Pope Benedict XVI went on to explain that scripture “expresses the love of God towards all human beings even before they take form in the mother’s womb. This limitless and almost incomprehensible love of God for man reveals to what point human beings are worthy of love in themselves, regardless of any other consideration, be it intelligence, beauty, health, youth, integrity and so on,” he added. “Human life is a good thing, always and definitively.”

“In man, in all men and women, whatever their stage or condition of life, there shines a reflection of God’s own reality,” the Holy Father emphasized. “For this reason, the Magisterium of the Church has constantly proclaimed the sacred and inviolable nature of each human life, from conception to natural end. This moral judgement also holds at the beginning of an embryo’s life, even before it is implanted in the mother’s womb.”

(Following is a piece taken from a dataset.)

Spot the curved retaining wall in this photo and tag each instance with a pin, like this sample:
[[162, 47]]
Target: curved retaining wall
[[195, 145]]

Moral theologian, doctor, and bioethics expert Bishop Willem Jacobus Eijk of Groningen, Netherlands, further expanded on the Pope’s explanation of the beginning of human life. He explained how in the late 1960s, “the idea arose that the status of the human being and the personality of an individual emerge at the moment of nidation (implantation), because this implicates the beginning of a close relationship with the mother. “Such a relationship already comes about in the fusion of the spermatozoon and the ovum as the fruit of a sexual relationship between the parents,” the bishop added. “Moreover, even before implantation, the embryo receives the necessary nutrients and oxygen for growth from the mother.”

“The embryo, even in the pre-nidation phase, is a being with its own life separate from that of the mother, a human being from a biological point of view, an individual, and a being with an intrinsic destiny to become a human person,” Bishop Eijk said.